FlowCam for Protein Aggregation Analysis in Therapeutics Development 

Learn More About Protein Aggregate Analysis

What is protein aggregate analysis, and why is it critical for biotherapeutics?

Protein aggregate analysis involves detecting, sizing, and characterizing protein particles that form when therapeutic proteins degrade. This analysis is critical because protein aggregates pose significant risks for patient safety, potentially leading to treatment failure and other dangerous adverse reactions. 

What techniques are commonly used for protein aggregate analysis?

Several analytical techniques are available for characterizing protein aggregates, each offering different types of data and suited to various stages of development:

• Light Obscuration: A common quality control method that counts and sizes particles typically above 1 µm based on light blockage. While fast and automated, it provides no visual information to distinguish particle types, potentially leading to inaccurate classification of contaminants.

• Membrane Microscopy: Involves visual inspection of particles using a standard brightfield microscope after using membrane filtration to remove the formulation buffer. It provides qualitative morphological information but is labor-intensive and can bias the number, sizes, and types of particles detected.

• Dynamic Light Scattering (DLS): Estimates nanoparticle size distribution in solution by measuring fluctuations in scattered light intensity. DLS is rapid and sensitive, but it struggles with samples containing a polydisperse particle population, especially those with a high concentration of subvisible particles. It also does not distinguish between different particle types in a sample.

• Multi-Angle Light Scattering (MALS): Often used as a detector for methods like size-exclusion chromatography and field-flow fractionation. MALS provides detailed molecular weight and size information for monomeric proteins and small, "soluble" protein aggregates. However, protein formulations can exhibit significant differences in subvisible and visible protein aggregate content even with very little changes in this size range.

• Flow Imaging Microscopy: Integrates microscopy with continuous flow analysis, capturing high-resolution images of thousands of particles per minute as they flow through the instrument. This approach balances the speed of light obscuration with the detailed imaging of manual microscopy for effective, accurate analysis.

What size range of protein aggregates can FlowCam detect?

FlowCam flow imaging microscopes can detect and image particles from 300 nm to 1 mm, depending on the selected instrument model. This broad detection capability makes FlowCam ideal for visualizing and quantifying particles across both subvisible and visible size ranges, as well as submicron sizes.

How does FlowCam support USP compliance for protein therapeutics?
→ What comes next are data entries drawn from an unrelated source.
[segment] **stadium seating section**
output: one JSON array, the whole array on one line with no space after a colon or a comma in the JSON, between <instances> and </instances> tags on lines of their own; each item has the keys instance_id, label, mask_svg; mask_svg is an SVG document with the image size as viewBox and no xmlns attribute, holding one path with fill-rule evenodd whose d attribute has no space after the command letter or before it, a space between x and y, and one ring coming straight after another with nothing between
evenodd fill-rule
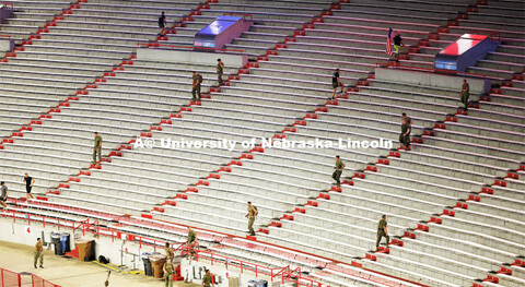
<instances>
[{"instance_id":1,"label":"stadium seating section","mask_svg":"<svg viewBox=\"0 0 525 287\"><path fill-rule=\"evenodd\" d=\"M245 238L252 201L257 241L307 252L315 263L201 243L269 266L302 266L330 286L383 286L330 267L351 262L428 286L525 286L523 1L12 2L0 28L16 41L0 63L10 210L73 220L145 215ZM174 27L166 37L158 36L161 11ZM225 13L255 22L225 46L249 58L247 67L225 67L225 85L217 86L214 62L137 59L138 43L190 46ZM500 37L498 50L467 71L490 79L491 93L471 94L464 112L460 87L375 80L388 60L389 27L407 46L400 64L428 69L465 33ZM331 100L336 68L347 87ZM201 103L190 103L191 71L205 79ZM397 150L401 112L413 120L411 151ZM91 165L94 131L104 140L101 166ZM132 148L140 135L384 139L395 148ZM331 180L336 155L347 166L341 188ZM24 172L36 179L38 199L16 200L25 198ZM383 214L393 243L374 252ZM121 228L184 240L147 224Z\"/></svg>"}]
</instances>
FlowCam instruments support USP <788>, <787>, <789>, and even <790> compliance by offering more sensitive detection of protein aggregates and other sources of particulate matter than the compendial methods. Minimizing the particle content of a protein drug product measured by FlowCam improves the likelihood of that therapy meeting USP requirements when measured via the compendial methods. Additionally, when a drug product fails to meet USP requirements, FlowCam provides particle morphology information that can determine and resolve the source of any unexpected particles.

Flow imaging microscopy is a recommended orthogonal technique for subvisible particle monitoring via USP <1788>. With FlowCam LO, it is even possible to capture FIM data alongside compendial light obscuration measurements, streamlining subvisible particle monitoring to USP <1788> recommendations.

When should FlowCam be used in the protein therapeutic development process?

FlowCam is particularly helpful in the later stages of formulation design, when comprehensive, quantitative particle characterization becomes critical. Its measurements are used to quantify the stability of protein drug products during accelerated, real-time, and in-use stability studies. It is also often used as a secondary analytical tool in quality control testing, complementing primary lot release tests to diagnose unexpected changes in particle content and ensure that each batch contains a consistent, safe amount of particles.

What particle features should I look for when differentiating protein aggregates with FlowCam from silicone oil droplets?

Key features of protein aggregate particles include their shape and coloration. Protein aggregates typically appear as irregular, somewhat transparent particles. In contrast, silicone oil droplets appear as perfectly spherical droplets with more pronounced coloration.

FlowCam's VisualAI™ software can automatically classify these particle types with over 90% accuracy, reducing subjectivity in particle identification.

How does FlowCam complement other analytical techniques in protein formulation labs?

FlowCam can be used independently or as an orthogonal or complementary analytical method to provide more complete characterization of the particles in a sample. It provides labs with important information about the size, shape, and type of protein aggregates and contaminants, complementing techniques that measure other aspects, such as molecular weight or concentration. Together, these tools give a fuller picture of a formulation’s stability and quality.